Abstract 285: The Relationship Between Time Interval From Collapse to Return of Spontaneous Circulation and Neurologically Intact Survival for Patients Treated With Hypothermia After Non-Ventricular Fibrillation Arrest Out of Hospital. J-PULSE-Hypo Registry
Background: Clinical evidence strongly supports mild therapeutic hypothermia for unconscious patients with out-of-hospital cardiac arrest due to ventricular fibrillation (VF), but there are insufficient data that hypothermia had neurological benefit for those with non-VF arrest.

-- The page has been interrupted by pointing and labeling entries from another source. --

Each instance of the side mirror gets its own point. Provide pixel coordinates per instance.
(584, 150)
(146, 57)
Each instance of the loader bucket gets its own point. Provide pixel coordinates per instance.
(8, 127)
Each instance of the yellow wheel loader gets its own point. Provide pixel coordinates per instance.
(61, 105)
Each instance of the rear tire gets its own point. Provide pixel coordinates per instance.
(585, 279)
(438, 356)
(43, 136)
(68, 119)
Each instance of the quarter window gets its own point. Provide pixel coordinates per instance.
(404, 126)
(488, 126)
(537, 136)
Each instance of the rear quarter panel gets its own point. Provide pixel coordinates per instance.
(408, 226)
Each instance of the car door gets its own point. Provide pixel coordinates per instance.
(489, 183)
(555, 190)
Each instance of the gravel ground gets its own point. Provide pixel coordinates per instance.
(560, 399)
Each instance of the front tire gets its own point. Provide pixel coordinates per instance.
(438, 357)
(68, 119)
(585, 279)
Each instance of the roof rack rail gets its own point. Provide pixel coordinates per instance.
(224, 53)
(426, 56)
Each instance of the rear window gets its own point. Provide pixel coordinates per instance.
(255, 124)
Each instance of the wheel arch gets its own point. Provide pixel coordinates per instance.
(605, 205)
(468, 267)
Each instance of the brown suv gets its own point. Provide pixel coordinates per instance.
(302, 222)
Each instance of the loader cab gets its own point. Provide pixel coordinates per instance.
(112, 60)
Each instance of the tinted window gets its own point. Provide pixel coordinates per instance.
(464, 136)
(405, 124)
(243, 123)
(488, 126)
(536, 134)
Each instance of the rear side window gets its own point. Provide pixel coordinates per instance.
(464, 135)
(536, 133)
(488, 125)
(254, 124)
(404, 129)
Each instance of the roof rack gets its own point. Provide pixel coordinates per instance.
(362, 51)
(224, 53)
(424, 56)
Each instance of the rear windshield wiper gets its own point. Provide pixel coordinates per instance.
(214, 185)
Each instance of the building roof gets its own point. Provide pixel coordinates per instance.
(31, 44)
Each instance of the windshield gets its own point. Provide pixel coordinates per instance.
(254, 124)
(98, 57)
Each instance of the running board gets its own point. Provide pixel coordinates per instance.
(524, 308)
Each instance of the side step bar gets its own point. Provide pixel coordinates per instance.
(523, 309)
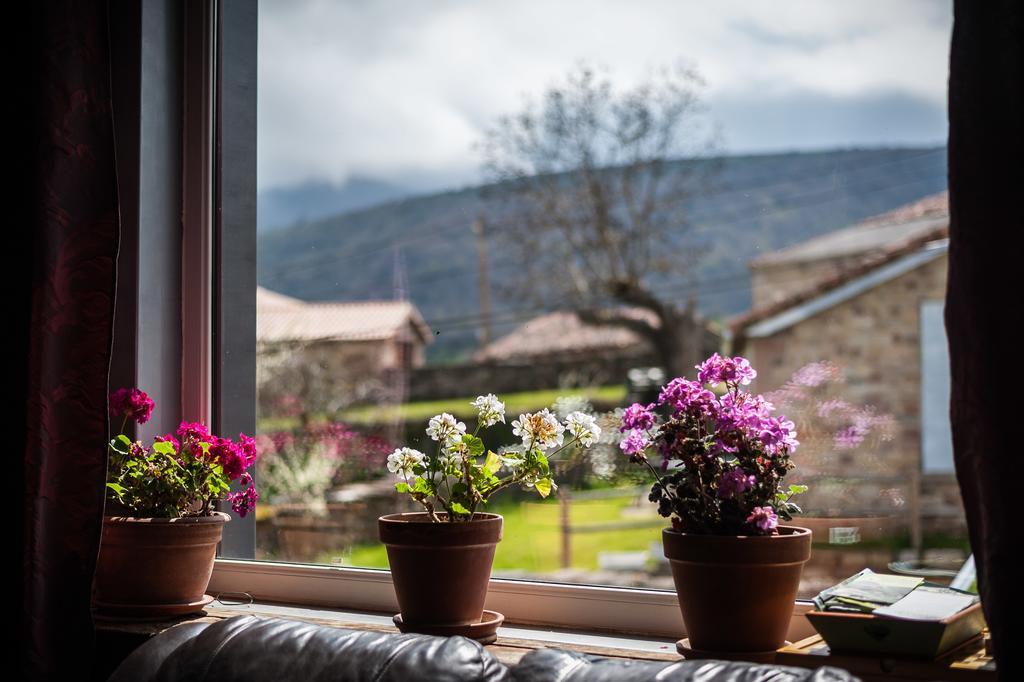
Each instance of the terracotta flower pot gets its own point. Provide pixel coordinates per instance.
(440, 570)
(156, 566)
(736, 592)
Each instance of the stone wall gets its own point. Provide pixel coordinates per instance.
(876, 338)
(771, 283)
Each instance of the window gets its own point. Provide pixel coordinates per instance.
(389, 288)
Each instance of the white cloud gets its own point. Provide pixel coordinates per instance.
(402, 90)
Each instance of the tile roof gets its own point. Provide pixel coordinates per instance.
(877, 233)
(562, 333)
(281, 317)
(905, 232)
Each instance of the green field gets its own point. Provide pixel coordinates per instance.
(514, 405)
(531, 540)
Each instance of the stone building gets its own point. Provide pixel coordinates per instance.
(869, 299)
(322, 356)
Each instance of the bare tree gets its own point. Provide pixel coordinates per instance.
(595, 217)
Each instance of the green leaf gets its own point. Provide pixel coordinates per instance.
(458, 509)
(164, 448)
(121, 444)
(544, 486)
(492, 464)
(474, 443)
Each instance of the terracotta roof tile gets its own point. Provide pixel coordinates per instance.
(562, 333)
(280, 317)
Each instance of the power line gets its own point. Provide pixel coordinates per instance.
(448, 227)
(823, 199)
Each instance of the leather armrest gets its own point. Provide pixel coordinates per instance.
(560, 666)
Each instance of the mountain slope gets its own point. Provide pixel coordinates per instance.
(757, 204)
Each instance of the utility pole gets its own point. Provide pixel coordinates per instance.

Methods: We did a multicenter observational study of therapeutic hypothermia for unconscious adult patients with return of spontaneous circulation (ROSC) after out-of-hospital cardiac arrest. The J-PULSE Hypothermia committee entrusted each hospital with timing of cooling, cooling methods, target temperature, duration, and rewarming rate. The primary endpoint was a favorable neurological outcome at hospital discharge.
Results: Of the 452 unconscious adult patients treated with therapeutic hypothermia, 435 who were cooled to 32 °C to 34 °C were included; 94 were non-VF arrest (non-VF group) and 341 were VF arrest (VF group). The non-VF group had a lower frequency of favorable neurological outcome than the VF group (27.7% vs. 63.7%, p<0.0001). However, in the subgroups of patients who were divided into quartiles on the basis of collapse-to-ROSC interval, the non-VF group had a similar frequency of favorable neurological outcome than the VF group among patients with the quartile-1 interval (92 % vs. 89 %, p=0.75). The non-VF group had lower frequencies of favorable neurological outcome than the VF group among patients with each quartile-2, quartile-3 and quartile-4 interval. In a multiple logistic-regression analysis among patients with the interval of quartile-1, non-VF arrest was not an independent predictor of a favorable neurological outcome with adjusted odds ratios of 0.53 (95% CI, 0.06–4.70, p=0.56). The area under the ROC curve in the non-VF group was 0.82, and a cut off value of the collapse-to-ROSC interval for identification of a favorable neurological outcome was 25 minutes. A frequency of favorable neurological outcome was 58 % in non-VF patients who achieved ROSC within 25 minutes after cardiac arrest.
Conclusion: Therapeutic hypothermia for non-VF patients has neurological benefits when the ROSC was achieved within 25 minutes after cardiac arrest.
- © 2010 by American Heart Association, Inc.